Au logiciel libre du projet GNU sont associées des licences spécifiques pour faire face à un détournement de la philosophie du logiciel libre: La GPL (General Public License), licence qui spécifie les conditions de distribution des logiciels et la LGPL (Library General Public License) pour les bibliothèques de sous-programmes. Ces licences sont basées sur le principe du droit d’auteur (copyright) mais donnent ensuite (autorisation légale de dupliquer, distribuer et/ou modifier le logiciel (notion de copyleft, ou « gauche d’auteur » selon la traduction de Richard Stallman). Il existe cependant des licences de logiciel libre qui n’interdisent pas la privatisation et la fermeture des codes des versions modifiées (licence BSD). Dans ce cas, le logiciel se rapproche de la catégorie des logiciels du domaine public. A la différence d’un programme du domaine public, un programme libre peut appartenir à ses auteurs (copyright) mais en aucun cas ses auteurs et ceux qui vont l’acquérir ne peuvent refuser la diffusion des codes sources initiaux et ceux des versions successives (copyleft).

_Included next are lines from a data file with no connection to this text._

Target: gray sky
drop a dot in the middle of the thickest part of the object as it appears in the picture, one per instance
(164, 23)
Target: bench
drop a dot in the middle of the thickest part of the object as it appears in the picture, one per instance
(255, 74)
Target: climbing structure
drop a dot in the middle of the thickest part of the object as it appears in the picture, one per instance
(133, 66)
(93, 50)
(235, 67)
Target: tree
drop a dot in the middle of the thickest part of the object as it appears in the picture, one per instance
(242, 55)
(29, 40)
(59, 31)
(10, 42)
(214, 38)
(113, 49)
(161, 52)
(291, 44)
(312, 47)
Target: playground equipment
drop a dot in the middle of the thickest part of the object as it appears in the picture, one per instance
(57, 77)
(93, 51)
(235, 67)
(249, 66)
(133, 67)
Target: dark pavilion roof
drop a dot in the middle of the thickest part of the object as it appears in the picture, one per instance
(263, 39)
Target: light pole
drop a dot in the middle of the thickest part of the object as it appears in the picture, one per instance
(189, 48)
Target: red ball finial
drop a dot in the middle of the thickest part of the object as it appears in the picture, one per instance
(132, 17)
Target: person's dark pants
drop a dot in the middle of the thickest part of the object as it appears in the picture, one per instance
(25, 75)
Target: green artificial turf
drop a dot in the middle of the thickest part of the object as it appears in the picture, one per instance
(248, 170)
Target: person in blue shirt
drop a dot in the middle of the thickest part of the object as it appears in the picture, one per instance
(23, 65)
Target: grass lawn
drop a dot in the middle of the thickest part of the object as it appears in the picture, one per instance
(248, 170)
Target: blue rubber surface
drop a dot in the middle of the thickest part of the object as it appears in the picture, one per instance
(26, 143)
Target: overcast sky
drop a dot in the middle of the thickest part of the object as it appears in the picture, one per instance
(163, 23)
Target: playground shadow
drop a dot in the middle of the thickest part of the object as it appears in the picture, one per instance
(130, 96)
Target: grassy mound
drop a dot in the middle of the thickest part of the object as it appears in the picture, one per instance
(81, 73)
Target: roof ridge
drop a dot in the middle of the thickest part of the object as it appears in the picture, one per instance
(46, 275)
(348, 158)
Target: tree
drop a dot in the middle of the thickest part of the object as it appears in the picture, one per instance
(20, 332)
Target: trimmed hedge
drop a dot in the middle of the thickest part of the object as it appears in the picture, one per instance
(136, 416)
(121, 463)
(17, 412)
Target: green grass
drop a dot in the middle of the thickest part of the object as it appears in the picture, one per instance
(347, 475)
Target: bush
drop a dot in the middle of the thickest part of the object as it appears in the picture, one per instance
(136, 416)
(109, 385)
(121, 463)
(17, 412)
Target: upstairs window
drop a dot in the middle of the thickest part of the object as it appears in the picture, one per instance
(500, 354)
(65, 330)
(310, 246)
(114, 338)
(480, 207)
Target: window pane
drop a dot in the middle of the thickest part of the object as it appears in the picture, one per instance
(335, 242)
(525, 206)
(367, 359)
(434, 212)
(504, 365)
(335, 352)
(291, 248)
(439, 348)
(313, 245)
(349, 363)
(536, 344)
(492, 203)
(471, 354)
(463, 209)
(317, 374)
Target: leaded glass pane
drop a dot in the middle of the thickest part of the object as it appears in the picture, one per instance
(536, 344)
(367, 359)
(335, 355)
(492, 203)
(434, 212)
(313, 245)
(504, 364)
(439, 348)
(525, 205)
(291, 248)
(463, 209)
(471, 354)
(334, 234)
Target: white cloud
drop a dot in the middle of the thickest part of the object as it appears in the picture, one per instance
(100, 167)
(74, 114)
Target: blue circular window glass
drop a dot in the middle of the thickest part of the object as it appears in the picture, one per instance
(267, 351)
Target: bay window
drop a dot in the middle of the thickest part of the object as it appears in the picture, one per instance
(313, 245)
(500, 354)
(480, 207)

Mais actuellement, nous assistons à un détournement de plus en plus important de la philosophie du logiciel libre par l’introduction de nouvelles licences (Netscape Public License (NPL), Mozilla Public License, etc.). Ainsi, la distinction sémantique entre « free software » et « open source software » est aussi idéologique. Sur le site personnel de Eric S. Raymond, défenseur de l’open source software et aussi auteur de la NPL, nous pouvons trouver un FAQ (Frequently Asked Questions) sur le libertarisme. Pour ce dernier et pour l’OSI la liberté est la valeur fondamentale alors que pour Richard Stallman et la FSF, l’égalité et la fraternité importent aussi, ce qui finalement est une opposition classique entre une pensée libérale et une pensée de gauche.